Пока принимали и передавали свиток, Федор лучше всмотрелся в князя. Данил Лексаныч возмужал. Бородка сильно изменила его лицо, и Федор подумал вдруг, что и его самого с бородою, пожалуй, князь не узнает. Данил держался как подобало по уставу. Сидел прямо, не шевелясь, соблюдая весь чин. Федор представил, как будет выглядеть московский князь, когда поседеет его светлая борода, пролягут морщины от горбатого носа, прибавится дородства, а светло-красные губы потемнеют и сморщатся. («Да ведь и мне тоже стареть!» Как-то впервые это задело сознание.) Князь тоже пристально вглядывался в Федора и что-то сказал боярину справа от себя, но его самого ни о чем не спросил. «Ну что ж, так и нать!» – подумал Федор, покидая думный покой. На переходе его окликнул давешний городовой боярин, что брал грамоты, и Федор сперва понадеялся, что воротят, но боярин просто хотел от себя расспросить Федора о Новгороде, и ему пришлось участвовать в долгом разговоре с ним и еще двумя боярами, одного из которых, костистого, высокого, с серьезным, большим, словно бы немецким лицом, он где-то, кажется, видел. У орденских немцев, что приезжают в Новгород, бывают такие лица: прямоугольно-большие, с тяжелой челюстью, твердые, словно из одних мускулов и костей, только у тех – жестче. Боярина звали Веньямин, и только уж когда первый боярин назвал его Протасием, Федор вспомнил враз, где он его видел. Ну да, во Владимире, вместе с Данилой!
Посольское дело и беседа с боярами порядком утомили Федора. Отобедав и выяснив, что он боле сегодня не надобен, Федор отпустил ратных и сам, оседлав коня, поехал со двора поглядеть город и посад, которых он еще толком не видал.
В рядах москвичи продавали глиняные свистульки, неровно облитые зеленой поливой, горшки, железный и скобяной товар. Кованое узорочье было только про себя: медные и серебряные кольца на вятичей, бусы. Кое-какой годный товар был лишь у тверских да новгородских купцов. Впрочем, сидел на самом низу, у воды, какой-то не то бухарец, не то персиянец с коврами. «Еще не было летнего привозу», – догадался Федор. Зато снедь была всякая возами: рыбу, соленые грибы, бочки квашеной капусты предлагали нипочем – видно, спешили распродать остаток с зимы. Покупатели тыкали пальцами, ковырялись, пробовали, брали на зуб. Федора, который не слезал с коня и шагом ехал по рядам, то окликали из лавок, льстиво называя боярином, то поругивали: «Ишь, ворона на корове! Чеботы замарать боязно ему!» – пихая кулаком или замахиваясь перед мордой коня.
– Чей будешь-то?
– Переяславськой! – отзывался Федор.
– Боярин ай нет?
– Ратник!
– Каки грамоты привез? – спрашивали, где-то уже вызнав, что незнакомый ратник – гонец. – Не ратиться ли зовут?!

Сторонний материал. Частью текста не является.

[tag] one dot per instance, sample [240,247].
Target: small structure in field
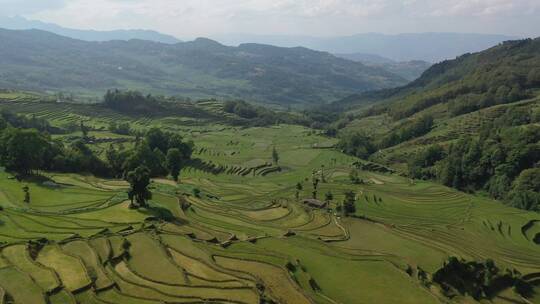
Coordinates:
[313,203]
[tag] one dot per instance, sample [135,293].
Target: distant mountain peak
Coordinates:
[21,23]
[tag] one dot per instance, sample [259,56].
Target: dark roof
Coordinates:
[314,202]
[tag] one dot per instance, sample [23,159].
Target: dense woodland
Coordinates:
[501,159]
[42,61]
[26,151]
[502,74]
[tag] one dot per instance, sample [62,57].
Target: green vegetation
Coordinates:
[197,69]
[469,123]
[235,228]
[152,199]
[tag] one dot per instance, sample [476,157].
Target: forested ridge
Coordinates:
[436,127]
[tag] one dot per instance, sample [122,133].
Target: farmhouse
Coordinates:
[313,203]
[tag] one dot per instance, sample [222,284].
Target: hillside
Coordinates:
[235,228]
[409,70]
[432,47]
[41,61]
[471,123]
[21,23]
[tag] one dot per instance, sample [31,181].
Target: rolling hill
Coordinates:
[21,23]
[472,123]
[409,70]
[432,47]
[42,61]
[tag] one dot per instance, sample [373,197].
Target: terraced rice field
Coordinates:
[246,238]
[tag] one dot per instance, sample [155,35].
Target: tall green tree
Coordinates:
[349,203]
[275,156]
[174,162]
[24,150]
[139,180]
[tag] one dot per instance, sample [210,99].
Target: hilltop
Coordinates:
[471,123]
[42,61]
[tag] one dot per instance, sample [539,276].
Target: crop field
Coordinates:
[245,238]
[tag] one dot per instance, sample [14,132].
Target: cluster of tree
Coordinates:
[503,74]
[357,144]
[137,103]
[503,160]
[27,151]
[481,280]
[122,128]
[407,131]
[260,116]
[500,75]
[23,121]
[130,102]
[363,146]
[159,152]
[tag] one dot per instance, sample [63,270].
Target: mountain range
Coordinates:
[20,23]
[43,61]
[431,47]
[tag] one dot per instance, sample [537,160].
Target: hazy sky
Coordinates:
[193,18]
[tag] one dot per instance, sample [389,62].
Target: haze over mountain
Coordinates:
[39,60]
[409,70]
[21,23]
[432,47]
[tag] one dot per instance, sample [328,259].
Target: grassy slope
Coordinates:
[416,225]
[198,69]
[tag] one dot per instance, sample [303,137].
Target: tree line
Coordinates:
[504,161]
[28,151]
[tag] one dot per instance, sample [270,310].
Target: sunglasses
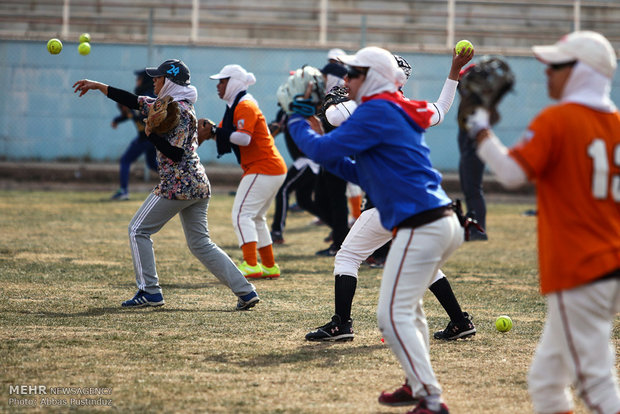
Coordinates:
[560,66]
[355,72]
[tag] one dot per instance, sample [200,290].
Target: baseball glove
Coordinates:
[484,85]
[164,115]
[206,130]
[336,95]
[302,92]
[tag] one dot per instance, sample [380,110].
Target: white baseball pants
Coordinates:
[411,265]
[252,201]
[365,236]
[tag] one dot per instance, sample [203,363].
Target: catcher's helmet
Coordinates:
[173,69]
[489,80]
[404,65]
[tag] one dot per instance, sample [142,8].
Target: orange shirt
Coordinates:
[261,156]
[572,153]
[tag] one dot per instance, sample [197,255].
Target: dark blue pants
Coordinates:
[136,148]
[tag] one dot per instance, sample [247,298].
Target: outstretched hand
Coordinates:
[86,85]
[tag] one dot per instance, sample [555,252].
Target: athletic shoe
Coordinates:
[295,208]
[251,271]
[248,301]
[476,235]
[276,237]
[421,408]
[120,195]
[272,272]
[334,330]
[454,331]
[401,396]
[144,299]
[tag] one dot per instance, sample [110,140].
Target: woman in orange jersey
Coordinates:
[244,131]
[572,151]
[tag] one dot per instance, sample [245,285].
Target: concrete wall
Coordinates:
[42,119]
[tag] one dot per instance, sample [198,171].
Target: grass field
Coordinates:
[65,267]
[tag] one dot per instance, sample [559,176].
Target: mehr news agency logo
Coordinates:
[44,396]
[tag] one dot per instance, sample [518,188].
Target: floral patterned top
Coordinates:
[186,179]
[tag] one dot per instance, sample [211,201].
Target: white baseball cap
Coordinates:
[377,59]
[335,53]
[231,71]
[590,48]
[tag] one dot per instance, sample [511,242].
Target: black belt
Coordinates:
[426,217]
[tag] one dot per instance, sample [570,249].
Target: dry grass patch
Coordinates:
[65,266]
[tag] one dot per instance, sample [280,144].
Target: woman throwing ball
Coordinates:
[184,188]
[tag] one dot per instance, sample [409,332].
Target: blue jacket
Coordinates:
[392,162]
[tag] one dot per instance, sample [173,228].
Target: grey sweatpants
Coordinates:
[151,217]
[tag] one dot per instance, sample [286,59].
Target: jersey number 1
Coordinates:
[600,172]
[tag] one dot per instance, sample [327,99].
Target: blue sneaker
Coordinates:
[120,195]
[144,299]
[247,301]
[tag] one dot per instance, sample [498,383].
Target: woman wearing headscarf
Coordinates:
[392,164]
[244,131]
[183,189]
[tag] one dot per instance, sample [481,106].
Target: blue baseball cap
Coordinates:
[173,69]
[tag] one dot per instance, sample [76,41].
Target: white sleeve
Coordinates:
[240,138]
[508,172]
[444,102]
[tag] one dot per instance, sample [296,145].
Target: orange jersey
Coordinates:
[261,156]
[572,153]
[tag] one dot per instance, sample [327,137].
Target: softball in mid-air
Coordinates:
[463,45]
[54,46]
[84,48]
[84,37]
[503,323]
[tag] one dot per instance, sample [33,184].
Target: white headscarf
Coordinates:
[178,92]
[239,81]
[376,83]
[331,81]
[588,87]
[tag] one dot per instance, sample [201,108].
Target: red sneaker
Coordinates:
[401,396]
[421,408]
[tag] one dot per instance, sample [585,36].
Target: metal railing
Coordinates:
[410,25]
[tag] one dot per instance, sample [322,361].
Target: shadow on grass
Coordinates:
[322,353]
[105,311]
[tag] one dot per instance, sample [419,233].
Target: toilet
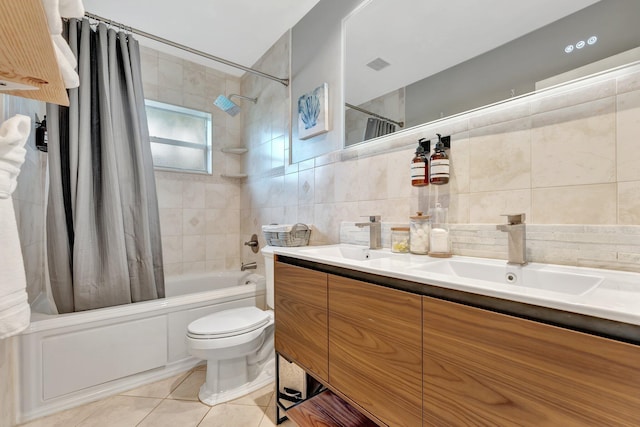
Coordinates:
[237,345]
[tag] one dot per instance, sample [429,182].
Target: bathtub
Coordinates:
[70,359]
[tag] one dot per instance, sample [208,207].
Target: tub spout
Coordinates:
[248,266]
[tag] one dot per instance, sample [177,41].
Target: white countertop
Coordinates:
[615,295]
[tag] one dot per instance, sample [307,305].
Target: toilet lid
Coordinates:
[229,322]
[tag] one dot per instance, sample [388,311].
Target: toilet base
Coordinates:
[264,378]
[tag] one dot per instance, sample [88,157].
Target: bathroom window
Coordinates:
[180,137]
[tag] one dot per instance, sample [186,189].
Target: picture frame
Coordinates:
[313,112]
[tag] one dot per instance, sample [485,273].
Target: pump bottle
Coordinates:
[420,166]
[439,164]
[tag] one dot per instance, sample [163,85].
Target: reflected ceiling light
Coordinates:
[590,41]
[378,64]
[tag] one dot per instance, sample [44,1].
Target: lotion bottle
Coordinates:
[420,167]
[439,164]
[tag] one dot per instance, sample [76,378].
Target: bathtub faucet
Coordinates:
[248,266]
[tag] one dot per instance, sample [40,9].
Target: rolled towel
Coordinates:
[71,8]
[66,62]
[52,11]
[13,135]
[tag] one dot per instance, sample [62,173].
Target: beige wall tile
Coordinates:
[487,208]
[629,203]
[583,204]
[574,146]
[500,157]
[627,130]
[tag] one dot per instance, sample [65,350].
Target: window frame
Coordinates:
[206,148]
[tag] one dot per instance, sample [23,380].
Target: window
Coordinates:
[180,137]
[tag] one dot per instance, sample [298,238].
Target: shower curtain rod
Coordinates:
[377,116]
[186,48]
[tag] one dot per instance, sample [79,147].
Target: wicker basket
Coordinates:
[287,235]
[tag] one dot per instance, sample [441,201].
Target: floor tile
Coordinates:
[172,413]
[260,397]
[227,415]
[160,389]
[70,417]
[189,388]
[121,411]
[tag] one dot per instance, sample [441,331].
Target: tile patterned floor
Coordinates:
[172,402]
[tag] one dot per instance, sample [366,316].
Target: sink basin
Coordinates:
[350,252]
[530,276]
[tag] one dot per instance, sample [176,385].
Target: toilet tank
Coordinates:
[267,252]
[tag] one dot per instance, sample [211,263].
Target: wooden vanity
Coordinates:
[406,355]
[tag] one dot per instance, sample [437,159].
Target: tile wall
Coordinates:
[567,158]
[199,214]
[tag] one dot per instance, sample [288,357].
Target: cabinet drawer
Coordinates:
[485,368]
[301,317]
[375,349]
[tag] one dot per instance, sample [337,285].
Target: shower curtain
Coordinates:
[103,230]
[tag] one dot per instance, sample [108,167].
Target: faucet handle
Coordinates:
[514,219]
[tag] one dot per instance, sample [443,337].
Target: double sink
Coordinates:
[609,294]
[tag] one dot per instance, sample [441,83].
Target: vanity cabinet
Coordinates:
[375,349]
[301,328]
[486,368]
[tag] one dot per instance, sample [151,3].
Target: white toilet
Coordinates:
[237,345]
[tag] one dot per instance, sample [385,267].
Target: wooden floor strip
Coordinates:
[327,410]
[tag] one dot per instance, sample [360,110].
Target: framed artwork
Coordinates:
[313,112]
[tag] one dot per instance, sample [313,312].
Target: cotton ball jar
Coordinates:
[419,234]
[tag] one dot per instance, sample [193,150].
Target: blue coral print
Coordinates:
[309,108]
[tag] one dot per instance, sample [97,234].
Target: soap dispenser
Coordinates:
[420,166]
[439,164]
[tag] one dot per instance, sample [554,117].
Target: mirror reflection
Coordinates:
[443,58]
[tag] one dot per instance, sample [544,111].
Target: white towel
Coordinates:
[13,135]
[66,62]
[54,11]
[14,308]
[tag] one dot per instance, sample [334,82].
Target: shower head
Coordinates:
[228,106]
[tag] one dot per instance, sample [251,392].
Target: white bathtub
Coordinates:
[70,359]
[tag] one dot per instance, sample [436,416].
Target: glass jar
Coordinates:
[440,242]
[400,240]
[419,234]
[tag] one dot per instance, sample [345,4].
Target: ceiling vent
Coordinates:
[378,64]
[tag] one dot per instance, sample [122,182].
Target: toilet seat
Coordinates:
[228,323]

Его оступили. Мужики были востролицые, глазастые. Где и дознались, черти! Федор отшучивался:
– Вам тута надоть маленько поратиться, а то забудете, как и рогатину держат!
– Ничо, наше от нас не уйдет! – возражали мужики.
– Отколь счас-то? Из Нова Города? Велик? Чать, поболе Москвы?
– Да сказать, не соврать, – приодержав коня, серьезно отмолвил Федор, – раз в сто, а то и более!
Мужики присвистнули.
– И терема камянны есь?
– Больше церквы, – отвечал Федор, – и в Детинце и на посаде.
– Що тако Детинец? – не понял кто-то, ему ответили сами:
– Кремник, ну!
– А терема, как у вас, но только выше гораздо, раза в два, а то и в три… – Федор прикинул на глаз. – И в четыре раз выше есть. И улицы мощены, ходят посуху.